# ET Guitars



## klinic (Dec 15, 2010)

Anyone have an recent experience with this Australian based company? I was looking around on the web and noticed a few people getting bodies or necks from this company that seemed quite interesting and seemed to be getting a decent rep. I then noticed that they also offer some very interesting custom guitars. Their prices are quite cheap too, almost suspiciously cheap though, especially in comparison to many other custom built guitars.

If you've gotten any work from them what sort of ranking would you give it in comparison to other larger manufacturers? Are they just a good deal for the price, or legitimately great guitars that could compete with a higher end Ibanez, or whatever your brand of choice is.

Here's the link in case anyone is interested in finding out more: Home Page


----------



## MaxOfMetal (Dec 15, 2010)

Search this site a bit, there have quite a few threads on them, pretty much all positive.


----------



## klinic (Dec 15, 2010)

MaxOfMetal said:


> Search this site a bit, there have quite a few threads on them, pretty much all positive.

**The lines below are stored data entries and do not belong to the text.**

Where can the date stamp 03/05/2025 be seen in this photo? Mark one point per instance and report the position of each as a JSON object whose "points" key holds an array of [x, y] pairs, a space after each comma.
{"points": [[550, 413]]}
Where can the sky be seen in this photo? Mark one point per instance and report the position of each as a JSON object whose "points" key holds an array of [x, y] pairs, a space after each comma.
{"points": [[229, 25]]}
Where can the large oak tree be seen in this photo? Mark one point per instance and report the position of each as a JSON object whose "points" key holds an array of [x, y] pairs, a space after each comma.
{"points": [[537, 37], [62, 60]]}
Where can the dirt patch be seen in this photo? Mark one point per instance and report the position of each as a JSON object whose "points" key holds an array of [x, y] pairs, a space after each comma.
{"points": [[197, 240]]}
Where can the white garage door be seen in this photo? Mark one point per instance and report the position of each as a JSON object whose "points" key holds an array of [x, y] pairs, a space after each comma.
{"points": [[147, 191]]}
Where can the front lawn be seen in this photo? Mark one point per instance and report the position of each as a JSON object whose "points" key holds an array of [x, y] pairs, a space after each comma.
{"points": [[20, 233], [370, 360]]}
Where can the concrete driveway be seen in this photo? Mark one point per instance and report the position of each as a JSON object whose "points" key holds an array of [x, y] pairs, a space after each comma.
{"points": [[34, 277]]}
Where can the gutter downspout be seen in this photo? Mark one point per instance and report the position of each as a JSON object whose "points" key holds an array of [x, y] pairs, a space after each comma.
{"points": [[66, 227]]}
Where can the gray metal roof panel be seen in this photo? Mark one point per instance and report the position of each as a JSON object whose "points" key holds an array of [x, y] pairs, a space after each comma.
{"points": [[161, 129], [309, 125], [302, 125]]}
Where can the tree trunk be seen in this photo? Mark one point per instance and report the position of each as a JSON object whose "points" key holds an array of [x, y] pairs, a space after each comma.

I have searched, however almost everything was pretty irrelevant, like threads coming up with just 'Guitars' in them, that sort of thing. :/


----------



## MaxOfMetal (Dec 15, 2010)

http://www.sevenstring.org/forum/member-introductions/78327-greetings-et-guitars-australia.html
http://www.sevenstring.org/forum/sevenstring-guitars/76150-help-ibanez-bodies.html
http://www.sevenstring.org/forum/lu...46-project-continues-et-guitars-rg7-body.html
http://www.sevenstring.org/forum/lu...ons/133703-how-would-i-buy-ibanez-7-neck.html
http://www.sevenstring.org/forum/sevenstring-guitars/96749-custom-aanj-neck-builders.html
http://www.sevenstring.org/forum/se...-where-can-i-get-reverse-neck-ibanez-7-a.html
http://www.sevenstring.org/forum/de...s-custom-shop-anyone-had-experience-them.html
http://www.sevenstring.org/forum/sevenstring-guitars/77663-etguitars-baritone-neck-order-placed.html


----------



## klinic (Dec 15, 2010)

MaxOfMetal said:


> http://www.sevenstring.org/forum/member-introductions/78327-greetings-et-guitars-australia.html
> http://www.sevenstring.org/forum/sevenstring-guitars/76150-help-ibanez-bodies.html
> http://www.sevenstring.org/forum/lu...46-project-continues-et-guitars-rg7-body.html
> http://www.sevenstring.org/forum/lu...ons/133703-how-would-i-buy-ibanez-7-neck.html
> ...



Something must be seriously wrong with my searching technique. >.< I tried putting the search terms in quotation marks and didn't have any more luck either. Or maybe you invested more time into scanning through more pages. Either way I'd like to thank you for your time and help.


----------



## MaxOfMetal (Dec 15, 2010)

Don't bother searching ANYTHING with "Guitar" just go for "ET".


----------



## ittoa666 (Dec 15, 2010)

They make some really nice DNA reproductions. I think I might get one when the time comes.


----------



## klinic (Dec 16, 2010)

They seem really good. I'm seriously considering sending in my specs to get a quote. Any idea how the overall build quality compares to something like a high end Ibanez Prestige? Like finish, neck join etc. Although they seem great, I wonder if that's in relation to their price or just their quality even without bringing price into the equation.


----------



## MaxOfMetal (Dec 16, 2010)

While they're pretty cheap by Australian standards (you guys get butt raped on gear), to folks in the US and parts of Europe the prices are pretty solid. Don't let the price give you any preconceived notions. The single ET guitar I've held in my hands, or neck I should say, was very well made with great fretwork. Easily on par with MIJ Ibanez.


----------



## AxeHappy (Dec 16, 2010)

There is a 18 page Vendor's thread about them on Jemsite.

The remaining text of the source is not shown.